Vous avez baptisé votre ouvrage “Field test”, terme qui renvoie à une expérience in situ dans le domaine scientifique. Comment vos clichés vous ont-ils inspiré ce vocabulaire médical ?
Le field test est un test de l’œil qui mesure quelle quantité de vision périphérique un individu peut avoir perdu. Cette perte de vision est généralement imperceptible au quotidien, c’est pourquoi le field test permet de mesurer de façon scientifique tout ce que l’on peut réellement voir, en comparaison avec tout ce que l’on pense être capable de voir. Nous vivons à l’ère des fausses informations où des données fabriquées sont présentées comme vérité. J’appréciais donc cette idée d’une machine qui peut mesurer la réalité.
La dissimulation du visage est un fil rouge de l’ensemble du livre. Parfois, on aperçoit même des masques chirurgicaux au visage des modèles, que l’on ne peut pas s’empêcher de percevoir comme un présage de la pandémie de Covid-19. Comment en êtes-vous venue à une telle représentation de l’anonymat ?
Vous avez raison : j’ai commencé cette série bien avant la pandémie. Évidemment, couvrir la crise d’Ebola a été le point de départ. Par la suite, j’ai commencé à penser à tout ce que nous faisons de banal au quotidien et qui est robotisé ou automatisé. Sommes nous face à une personne ou un objet inanimé ? Les vendeurs, les politiciens, les entreprises, les réseaux sociaux nous voient-ils comme des individus ou seulement des chiffres ? Comme des produits ? Les études de données tentent d’influencer nos dépenses. Nous sommes tous transformés en marchandises par les systèmes du big data. Mais comment appréhendons-nous cette nouvelle réalité, celle d’être devenus invisibles ?

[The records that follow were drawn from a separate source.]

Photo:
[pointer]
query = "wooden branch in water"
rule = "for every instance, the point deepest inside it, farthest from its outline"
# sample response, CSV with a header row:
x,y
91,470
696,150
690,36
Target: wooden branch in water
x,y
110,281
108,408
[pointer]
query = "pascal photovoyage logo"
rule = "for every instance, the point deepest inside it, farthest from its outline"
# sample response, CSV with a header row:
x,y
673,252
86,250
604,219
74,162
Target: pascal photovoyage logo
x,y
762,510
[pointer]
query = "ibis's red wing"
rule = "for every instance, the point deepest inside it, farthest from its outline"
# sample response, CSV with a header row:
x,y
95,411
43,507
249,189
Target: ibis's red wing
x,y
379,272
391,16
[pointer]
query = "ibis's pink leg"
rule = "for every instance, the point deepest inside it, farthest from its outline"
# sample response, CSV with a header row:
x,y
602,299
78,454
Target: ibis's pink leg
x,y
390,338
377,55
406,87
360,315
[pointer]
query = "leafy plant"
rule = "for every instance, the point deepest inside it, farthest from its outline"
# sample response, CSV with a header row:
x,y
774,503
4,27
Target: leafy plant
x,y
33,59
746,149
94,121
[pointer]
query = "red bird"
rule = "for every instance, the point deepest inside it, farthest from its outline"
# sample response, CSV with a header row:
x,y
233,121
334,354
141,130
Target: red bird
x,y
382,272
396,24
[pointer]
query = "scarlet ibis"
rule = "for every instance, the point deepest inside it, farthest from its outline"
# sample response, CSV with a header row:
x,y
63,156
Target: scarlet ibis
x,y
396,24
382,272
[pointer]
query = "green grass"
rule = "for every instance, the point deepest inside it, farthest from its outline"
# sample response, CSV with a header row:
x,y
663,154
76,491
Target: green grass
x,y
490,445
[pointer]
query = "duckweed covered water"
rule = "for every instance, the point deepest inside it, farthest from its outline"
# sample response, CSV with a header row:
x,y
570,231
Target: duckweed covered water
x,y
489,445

“La pure polyvalence du plastique continue de nous assujettir. Il est devenu indispensable.”
Dans vos clichés, les ordures deviennent des trésors. Beaucoup de déchets, principalement en plastique, sont utilisés comme costumes, accessoires, décors… Où les avez-vous trouvés ? Comment sont-ils entrés en jeu dans la préparation des images ?
Cela fait à peu près dix ans que je collectionne et achète tous types de matériaux. Et cinq ans que j’amoncelle des emballages de nourriture. Je suis obsédée par les supermarchés discount, obsédée par leurs matériaux. Tous les différents types d’emballage, leur design industriel – qui ont chacun une fonction très précise – me fascinent, d’autant qu’ils ne sont utilisés qu’une seule fois avant d’être jetés. La pure polyvalence du plastique continue de nous assujettir. Il est devenu indispensable.
Vous êtes connue pour explorer sans cesse la relation entre un sujet et son environnement. Dans cette série, l’environnement n’est pas toujours très visible, souvent séparé des portraits des individus eux-mêmes, mais les grilles sont récurrentes. Quel rôle avez-vous voulu lui donner ?
Notre environnement aura toujours un effet sur nous car nous en faisons partie et il fait partie de nous. Les sculptures photographiques du livre pourraient donc être perçues comme des métaphores de cette actualité. Elles illustreraient alors l’impact que les nouvelles réalités environnementales telles que la big data, les fake news, la pollution et la technologie ont sur nos esprits, notre intellect, nos souvenirs, nos capacités de raisonnement, notre intimité et notre âme. Par ailleurs, dans les lieux publics et particulièrement les aéroports, nous sommes de plus en plus isolés de notre environnement par divers écrans. Même si ces écrans sont très subtils, ils sont toujours là. Tous les éléments que j’ai intégrés dans cette série représentent cela.
Jackie Nickerson, Field test, disponible aux éditions Kerber.